I've got Fuji Gran Fondo 2.1 bike and I want to convert into the e-bike. Is it a good idea?))
Due to its carbon folks, the front kit wheel won't work out well as far as I heard so who can advise the best option for installing the rear one.
I'd appreciate if your proposition would be up to 500 bucks.
THNX


----------



## AC/BC (Jun 22, 2006)

The biggest worry is that the frame is carbon so you'd want a low-watt kit (maybe 750w-1000w max). The people on Endless Sphere seem to all think carbon is a terrible frame material for a hub motor conversion as it puts different loads of stress on the frame and people have cracked and snapped frames in the past... although these were high watt conversions... you'd probably be safe with a 750watt kit.

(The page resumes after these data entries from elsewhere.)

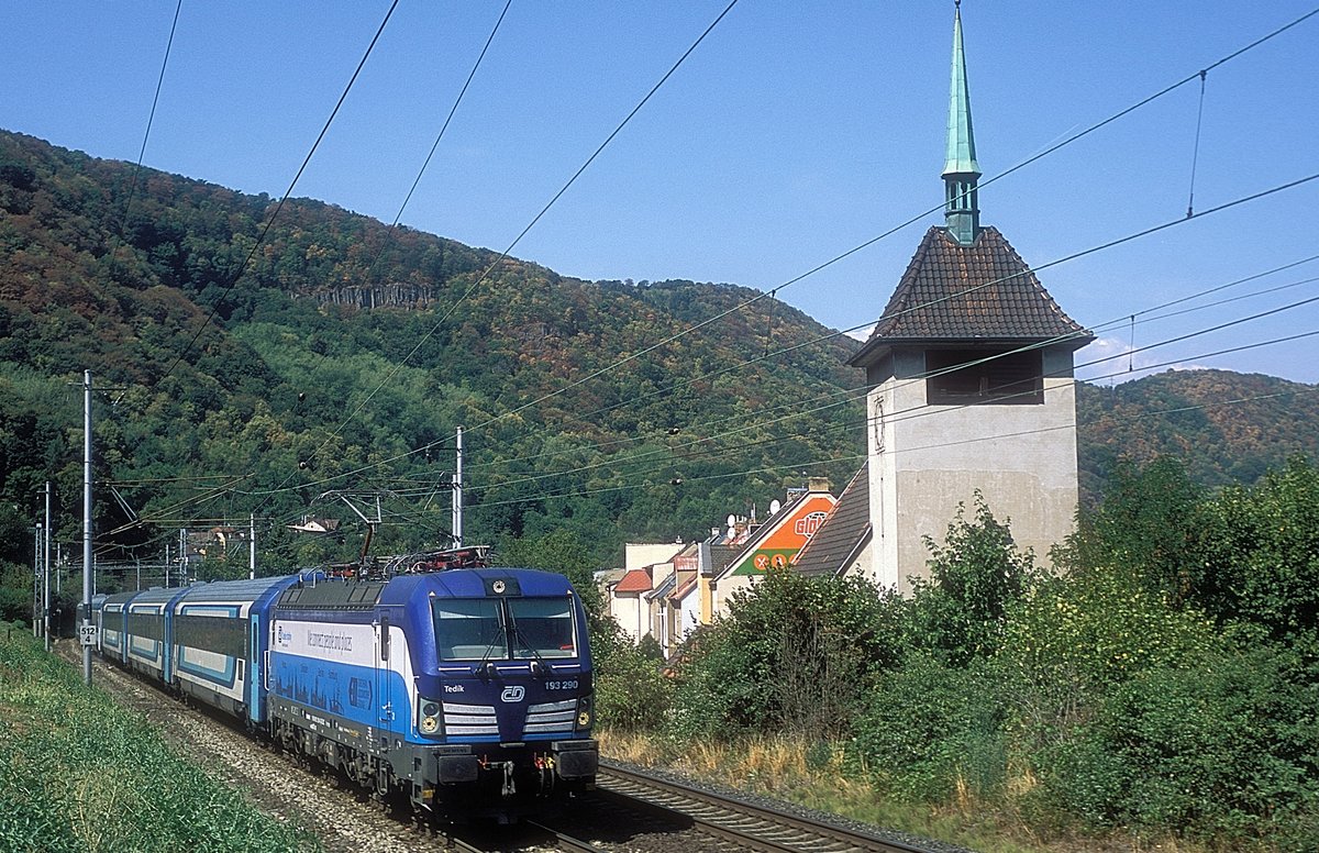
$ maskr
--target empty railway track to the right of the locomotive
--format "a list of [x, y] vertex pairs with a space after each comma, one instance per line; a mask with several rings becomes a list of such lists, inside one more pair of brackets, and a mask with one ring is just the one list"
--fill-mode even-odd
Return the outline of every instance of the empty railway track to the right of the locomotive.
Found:
[[819, 819], [748, 803], [732, 795], [600, 762], [599, 792], [692, 821], [704, 835], [741, 850], [772, 853], [934, 853], [946, 845], [917, 846]]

Also, you always want a rear wheel kit. FWD is silly and can be dangerous without a strong fork. On a road bike you'd want to convert to a steel fork.

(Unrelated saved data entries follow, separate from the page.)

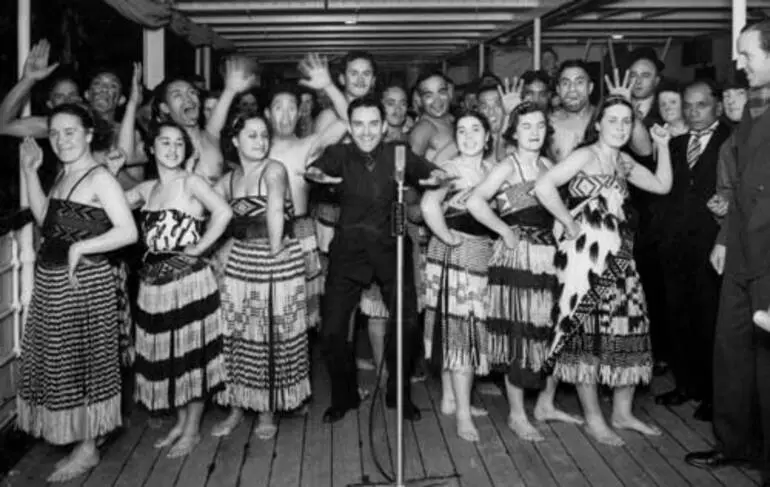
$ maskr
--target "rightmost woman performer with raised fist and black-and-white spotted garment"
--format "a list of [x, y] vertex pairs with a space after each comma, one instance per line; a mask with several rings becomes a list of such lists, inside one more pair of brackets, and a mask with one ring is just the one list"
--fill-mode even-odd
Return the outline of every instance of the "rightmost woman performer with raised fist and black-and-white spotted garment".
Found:
[[[600, 443], [623, 440], [605, 422], [597, 383], [615, 389], [612, 426], [645, 435], [660, 430], [633, 415], [637, 384], [652, 377], [650, 327], [633, 259], [633, 231], [625, 202], [628, 183], [651, 193], [671, 189], [670, 134], [655, 126], [655, 174], [620, 149], [634, 123], [631, 103], [609, 96], [589, 126], [588, 145], [543, 175], [535, 194], [556, 220], [556, 334], [547, 367], [557, 380], [577, 384], [587, 430]], [[559, 195], [568, 184], [572, 209]], [[563, 231], [561, 230], [563, 226]]]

If i was doing a road bike i'd get a MAC hub motor kit... but you'd want to look into if it's appropriate for a carbon bike.


----------



## richj8990 (Apr 4, 2017)

AC/BC said:


> The biggest worry is that the frame is carbon so you'd want a low-watt kit (maybe 750w-1000w max). The people on Endless Sphere seem to all think carbon is a terrible frame material for a hub motor conversion as it puts different loads of stress on the frame and people have cracked and snapped frames in the past... although these were high watt conversions... you'd probably be safe with a 750watt kit.
> 
> Also, you always want a rear wheel kit. FWD is silly and can be dangerous without a strong fork. On a road bike you'd want to convert to a steel fork.
> 
> If i was doing a road bike i'd get a MAC hub motor kit... but you'd want to look into if it's appropriate for a carbon bike.

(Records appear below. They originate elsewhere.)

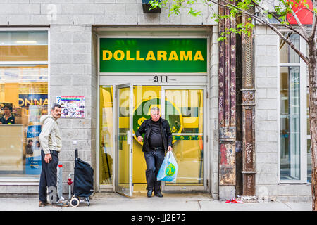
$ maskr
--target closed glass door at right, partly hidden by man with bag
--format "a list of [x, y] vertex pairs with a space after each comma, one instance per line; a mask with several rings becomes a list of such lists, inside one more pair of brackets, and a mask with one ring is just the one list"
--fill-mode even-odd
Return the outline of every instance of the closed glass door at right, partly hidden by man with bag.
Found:
[[[176, 183], [165, 182], [163, 191], [206, 190], [206, 90], [201, 87], [162, 87], [162, 117], [170, 123], [173, 153], [178, 162]], [[164, 101], [163, 101], [164, 100]]]

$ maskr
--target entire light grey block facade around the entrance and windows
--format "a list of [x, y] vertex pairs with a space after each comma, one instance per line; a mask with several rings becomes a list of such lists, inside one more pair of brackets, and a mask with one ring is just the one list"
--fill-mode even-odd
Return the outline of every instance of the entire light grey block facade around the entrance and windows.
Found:
[[[49, 27], [49, 101], [56, 96], [85, 96], [85, 119], [59, 120], [63, 136], [63, 181], [73, 172], [75, 148], [79, 158], [96, 170], [97, 37], [92, 25], [111, 27], [213, 27], [209, 65], [209, 181], [219, 198], [218, 25], [211, 8], [199, 4], [201, 16], [187, 11], [168, 17], [146, 14], [141, 0], [0, 0], [1, 27]], [[278, 37], [265, 27], [255, 30], [256, 196], [281, 200], [310, 200], [310, 186], [278, 184]], [[75, 144], [74, 141], [77, 141]], [[34, 193], [36, 179], [0, 179], [0, 193]], [[223, 187], [225, 188], [225, 187]], [[68, 192], [68, 185], [63, 184]], [[231, 189], [230, 189], [231, 190]]]

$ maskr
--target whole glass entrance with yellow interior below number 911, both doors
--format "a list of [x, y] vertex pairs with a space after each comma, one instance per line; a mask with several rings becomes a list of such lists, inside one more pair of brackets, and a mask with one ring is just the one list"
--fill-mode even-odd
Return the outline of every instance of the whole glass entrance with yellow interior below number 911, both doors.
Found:
[[133, 192], [146, 193], [143, 143], [133, 134], [150, 118], [150, 108], [156, 106], [170, 123], [173, 153], [179, 165], [176, 183], [162, 182], [162, 190], [207, 191], [206, 102], [205, 86], [101, 86], [99, 182], [102, 188], [114, 188], [127, 196]]

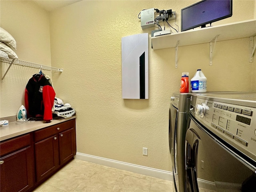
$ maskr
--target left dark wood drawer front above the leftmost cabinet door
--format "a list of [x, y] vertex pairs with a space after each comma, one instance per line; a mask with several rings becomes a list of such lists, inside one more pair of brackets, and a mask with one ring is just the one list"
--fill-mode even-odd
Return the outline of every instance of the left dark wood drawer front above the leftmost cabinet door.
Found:
[[30, 146], [30, 134], [26, 134], [8, 141], [0, 143], [0, 156], [17, 151], [26, 146]]

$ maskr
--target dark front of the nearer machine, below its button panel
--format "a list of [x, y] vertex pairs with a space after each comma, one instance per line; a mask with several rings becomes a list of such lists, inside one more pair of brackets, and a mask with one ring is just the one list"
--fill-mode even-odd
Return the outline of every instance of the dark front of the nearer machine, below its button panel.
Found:
[[186, 192], [253, 192], [256, 174], [223, 141], [190, 116], [186, 132]]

May I ask why front-wheel drive is silly? There are certain advantages to all three types of drives. And that's why torque arms were invented, to prevent the fork dropouts from snapping. They work VERY well. By the way I converted FROM steel TO aluminum on the fork and everything is fine. Two torque arms, zero problems, way over 1000 miles so far and zero crashes. Don't believe everything you read on the net, believe what people have honestly experienced. If a guy puts on a 2000W front hub without torque arms, that's called the Darwin Award. That does not mean all front hub drives are dangerous. Understand the difference please...


----------



## Bigwheel (Jan 12, 2004)

"FWD is silly and can be dangerous without a strong fork. On a road bike you'd want to convert to a steel fork."

For sure it can and has been done wrong with disastrous consequences but I chalk those up to Darwin nominees. If looked at from a technical standpoint it can actually work quite well.

I've got 3k on this bike primarily on gravel and pavé roads with some trail work tossed in when the mood and opportunity strikes.









1000w peak, legal in OR where I reside, but used mainly in 500w mode, as set by my CA/controller interface selectable in 250w increments, for battery preservation purposes and the fact that it also provides enough speed over terrain for my purposes.

Bikes Direct brand carbon fork with carbon dropouts with a torque arm on the disc side. Bike also utilizes regen. I keep an eye on the fork for stress related issues but so far so good. I keep the axle nuts properly torqued.

After going through all the options over the years I find that front hub/throttle/cruise control is my preferred setup for road use. Allows for complete autonomy at the pedals that provides the best feel of the gearing in relation to terrain while the motor helps provides constant momentum nicely making up for my dead spot spin. Hill climbing on gravel is really good with both wheels driving. YMMV of course but I always get a bit tetchy when I see statements like above from people that have only based their experience on what they have read, not what they have ridden.


----------